L’iC3 étudie les cycles du carbone des calottes glaciaires, de leurs frontières terrestres, des fjords et des océans dans le passé, le présent et l’avenir aux deux pôles. Image : iC3/UiT

Le centre iC3 est hébergé par l’université Arctique de Norvège à Tromsø (The Arctic University of Norway in Tromsø, UiT) et a reçu l’année dernière une bourse d’environ 100 millions d’euros pour 10 ans, accordée par le Conseil Norvégien pour la Recherche. Actuellement, 50 scientifiques sont impliqués dans le projet, parmi eux des jeunes chercheurs en doctorat ou en post-doctorat. Certains sont norvégiens, mais « les chercheurs viennent du monde entier », nous confie Till Bruckner.

Ce mois-ci, se sont joints au projet Dr Jon Hawkings de l’Université de Pennsylvanie, Dr Fanny Monteiro de l’Université de Bristol, Dr Petra Langebroek de l’institut norvégien NORCE. « Nous avons des gens qui travaillent sur le sommet des glaciers, puis d’autres sur l’écoulement de l’eau ou encore sur des navires de recherche pour étudier l’océan », ajoute-t-il.

Les nouveaux scientifiques de l’iC3 sont experts en biogéochimie des glaciers et en modélisation : des océans, de la biogéochimie
et des calottes glaciaires.
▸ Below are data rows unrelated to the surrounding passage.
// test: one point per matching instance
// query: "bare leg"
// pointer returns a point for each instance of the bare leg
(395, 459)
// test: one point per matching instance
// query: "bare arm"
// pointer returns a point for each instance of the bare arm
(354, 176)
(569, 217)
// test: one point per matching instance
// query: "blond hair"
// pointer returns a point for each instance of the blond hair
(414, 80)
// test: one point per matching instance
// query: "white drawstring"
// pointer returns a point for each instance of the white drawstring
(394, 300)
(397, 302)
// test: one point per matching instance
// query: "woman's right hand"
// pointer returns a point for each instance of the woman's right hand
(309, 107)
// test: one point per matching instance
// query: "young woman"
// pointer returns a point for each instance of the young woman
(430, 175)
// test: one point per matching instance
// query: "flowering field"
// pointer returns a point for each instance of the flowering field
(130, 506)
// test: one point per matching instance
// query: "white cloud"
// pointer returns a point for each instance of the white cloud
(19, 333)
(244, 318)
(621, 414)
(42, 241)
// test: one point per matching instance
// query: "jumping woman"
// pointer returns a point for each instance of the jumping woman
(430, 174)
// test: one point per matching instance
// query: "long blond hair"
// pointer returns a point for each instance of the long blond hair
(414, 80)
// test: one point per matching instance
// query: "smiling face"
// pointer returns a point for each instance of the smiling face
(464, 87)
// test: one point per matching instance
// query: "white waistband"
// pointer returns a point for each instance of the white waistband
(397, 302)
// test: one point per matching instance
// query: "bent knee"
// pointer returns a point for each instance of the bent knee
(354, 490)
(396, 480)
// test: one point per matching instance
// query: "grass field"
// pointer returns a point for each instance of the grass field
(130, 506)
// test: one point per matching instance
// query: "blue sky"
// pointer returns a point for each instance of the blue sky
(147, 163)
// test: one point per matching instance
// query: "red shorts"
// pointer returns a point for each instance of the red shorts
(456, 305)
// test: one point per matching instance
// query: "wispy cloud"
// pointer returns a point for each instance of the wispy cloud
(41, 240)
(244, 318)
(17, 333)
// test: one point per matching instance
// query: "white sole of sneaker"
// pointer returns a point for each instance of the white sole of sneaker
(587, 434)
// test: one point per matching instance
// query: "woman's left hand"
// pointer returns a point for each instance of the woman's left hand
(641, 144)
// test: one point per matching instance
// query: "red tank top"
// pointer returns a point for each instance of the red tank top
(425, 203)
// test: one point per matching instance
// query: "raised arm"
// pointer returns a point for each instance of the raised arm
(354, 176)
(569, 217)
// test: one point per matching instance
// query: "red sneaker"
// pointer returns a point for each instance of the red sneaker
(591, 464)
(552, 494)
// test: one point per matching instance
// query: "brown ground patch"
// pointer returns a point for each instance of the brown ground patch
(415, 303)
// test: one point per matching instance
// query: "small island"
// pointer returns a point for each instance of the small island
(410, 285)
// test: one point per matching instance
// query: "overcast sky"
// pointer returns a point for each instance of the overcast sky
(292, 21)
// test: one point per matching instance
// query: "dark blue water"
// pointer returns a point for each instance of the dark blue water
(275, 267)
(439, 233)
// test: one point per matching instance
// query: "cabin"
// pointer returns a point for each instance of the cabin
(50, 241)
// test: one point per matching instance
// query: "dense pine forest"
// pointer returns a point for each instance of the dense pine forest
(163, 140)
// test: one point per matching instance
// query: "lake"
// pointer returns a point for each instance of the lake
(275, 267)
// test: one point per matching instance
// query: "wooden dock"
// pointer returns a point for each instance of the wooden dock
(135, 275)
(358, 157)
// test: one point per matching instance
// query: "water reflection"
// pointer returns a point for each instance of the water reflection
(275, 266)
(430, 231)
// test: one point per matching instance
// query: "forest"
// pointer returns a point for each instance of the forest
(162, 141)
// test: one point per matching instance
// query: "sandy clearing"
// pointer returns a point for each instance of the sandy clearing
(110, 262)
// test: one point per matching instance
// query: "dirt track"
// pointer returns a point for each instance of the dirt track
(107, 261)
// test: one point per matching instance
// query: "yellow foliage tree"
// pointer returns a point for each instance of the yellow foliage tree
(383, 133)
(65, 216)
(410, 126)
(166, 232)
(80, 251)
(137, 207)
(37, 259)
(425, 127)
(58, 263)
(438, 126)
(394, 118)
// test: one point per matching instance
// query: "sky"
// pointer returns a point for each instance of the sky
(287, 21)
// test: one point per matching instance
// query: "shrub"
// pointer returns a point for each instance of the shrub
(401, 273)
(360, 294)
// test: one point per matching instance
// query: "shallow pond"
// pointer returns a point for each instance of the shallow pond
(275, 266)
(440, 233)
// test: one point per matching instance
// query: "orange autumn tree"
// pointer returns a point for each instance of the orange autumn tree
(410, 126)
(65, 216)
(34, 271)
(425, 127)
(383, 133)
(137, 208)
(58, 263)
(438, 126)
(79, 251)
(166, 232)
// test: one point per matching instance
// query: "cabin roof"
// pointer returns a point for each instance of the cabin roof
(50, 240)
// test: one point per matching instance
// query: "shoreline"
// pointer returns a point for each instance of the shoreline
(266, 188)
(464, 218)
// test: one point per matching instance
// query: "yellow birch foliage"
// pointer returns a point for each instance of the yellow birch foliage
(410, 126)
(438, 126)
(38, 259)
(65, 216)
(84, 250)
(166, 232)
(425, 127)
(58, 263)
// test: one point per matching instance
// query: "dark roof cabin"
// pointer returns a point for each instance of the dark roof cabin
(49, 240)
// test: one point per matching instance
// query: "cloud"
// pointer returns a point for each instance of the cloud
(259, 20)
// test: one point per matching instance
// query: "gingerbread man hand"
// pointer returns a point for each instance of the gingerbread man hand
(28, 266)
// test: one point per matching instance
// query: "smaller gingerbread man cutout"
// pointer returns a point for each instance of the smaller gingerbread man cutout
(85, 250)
Image : University of Brussels / Pennsylvania / Bristol / NORCE

Une grande partie du travail repose également sur la construction de modèles mathématiques et sur l’analyse des observations, comme celles réalisées l’été dernier au Groenland, au Svalbard. Prochainement, des missions de terrain seront conduites en Antarctique, à partir des infrastructures norvégienne de la station Troll. iC3 est situé à Tromsø, dans les environs de l’Institut polaire norvégien qui lui offre des accès aux stations et navires comme RV Kronprins Haakon et un ravitailleur.

Les nouveaux scientifiques prennent part au projet à hauteur de 20 % de leur temps. Dans les semaines qui viennent, cinq offres de doctorat seront ouvertes et, l’année prochaine, des offres de post-doctorat. « Quand vous êtes à Tromsø, c’est frappant de voir le nombre de personnes qui travaillent sur les régions polaires, presque un quart, il est donc facile de trouver des collaborateurs », ajoute-t-il. Entre 2016 et 2022, l’université Arctique de Norvège à Tromsø a été élue centre de recherche le plus prolifique sur les sujets arctiques avec plus de 2 900 études publiées. À ce demander si, Tromsø ne serait pas la capitale norvégienne de l’Arctique.